If the outstanding principal balance of the revolving loans under the Credit Facility exceeds the Facility A Borrowing Base at any time (including, without limitation, due to a quarterly borrowing base reduction (as described above)), we have the option within 30 days to take any of the following actions, either individually or in combination: make a lump sum payment curing the deficiency, pledge additional collateral sufficient in the lenders' opinion to increase the Facility A Borrowing Base and cure the deficiency or begin making equal monthly principal payments that will cure the deficiency within the ensuing six-month period. Those payments would be in addition to any payments that may come due as a result of the quarterly borrowing base reductions.

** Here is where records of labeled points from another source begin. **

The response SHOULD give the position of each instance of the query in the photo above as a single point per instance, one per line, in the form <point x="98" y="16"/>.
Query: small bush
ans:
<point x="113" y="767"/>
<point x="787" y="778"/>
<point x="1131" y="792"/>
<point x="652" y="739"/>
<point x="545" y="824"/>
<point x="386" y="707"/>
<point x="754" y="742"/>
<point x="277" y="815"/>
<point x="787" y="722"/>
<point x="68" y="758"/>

Otherwise, any unpaid principal or interest will be due at maturity.

For each revolving loan, the interest rate will be, at our option, (1) the Eurodollar Rate, plus an applicable margin equal to 2.375% if the amount borrowed is greater than or equal to 90% of the Facility A Borrowing Base, 2.0% if the amount borrowed is less than 90%, but greater than or equal to 50% of the Facility A Borrowing Base, or 1.625% if the amount borrowed is less than 50% of the Facility A Borrowing Base; or (2) the Base Rate, plus an applicable margin of 0.375% if the amount borrowed is greater than or equal to 90% of the Facility A Borrowing Base. The interest rate on each term loan will be, at our option, (1) the Eurodollar Rate, plus an applicable margin to be determined by the lenders; or (2) the Base Rate, plus an applicable margin to be determined by the lenders. Interest on Eurodollar Loans is payable on either the last day of each Eurodollar option period or monthly, whichever is earlier. Interest on Base Rate Loans is payable monthly.

We are subject to certain covenants under the terms of the Credit Facility, which were amended at the time of the issuance of the Senior Secured Notes. These covenants, as amended, include, but are not limited to the maintenance of the following financial covenants: (1) a minimum current ratio of 1.0 to 1.0 (including availability under the borrowing base), (2) a minimum quarterly debt services coverage of 1.25 times, (3) a minimum shareholders' equity equal to $100.0 million, plus 100% of all subsequent common and preferred equity contributed by shareholders subsequent to June 30, 2004, plus 50% of all positive earnings occurring subsequent to June 30, 2004, plus, 180 days after issuance of any second-lien subordinated debt with another lender (the "Secured Subordinated Debt"), an amount equal to the difference, if positive, of (A) 50% of the net proceeds from the issuance less (B) 100% of all common and preferred equity contributed by shareholders from September 30, 2004 to the date of the issuance of any Secured Subordinated Debt, and (4) a maximum total recourse debt to EBITDA ratio (as defined in the Credit Facility) of not more than 3.0 to 1.0. The Credit Facility also places restrictions on additional indebtedness, dividends to shareholders, liens, investments, mergers, acquisitions, asset dispositions, asset pledges and mortgages, change of control, repurchase or redemption for cash of our common stock, speculative commodity transactions and other matters.

In connection with the Senior Secured Notes Purchase Agreement, we amended the Credit Facility including without limitation, to: (1) amend the covenant regarding maintenance of a minimum shareholders' equity, (2) add a new covenant requiring maintenance of a minimum EBITDA to interest expense ratio and (3) add other provisions and a consent which allow for the indebtedness incurred under the Senior Secured Notes.

On November 7, 2004, we determined that, as of September 30, 2004, we were not in compliance with the minimum current ratio covenant in the Credit Facility. We cured the noncompliance on October 29, 2004 with the issuance of the Senior Secured Notes. On November 10, 2004, the lenders under the Credit Facility agreed in a letter to the Company to waive the noncompliance period from September 30, 2004 through October 29, 2004.

At December 31, 2003 and 2004, no letters of credit were issued and outstanding under the Prior Credit Facility and the Credit Facility, respectively.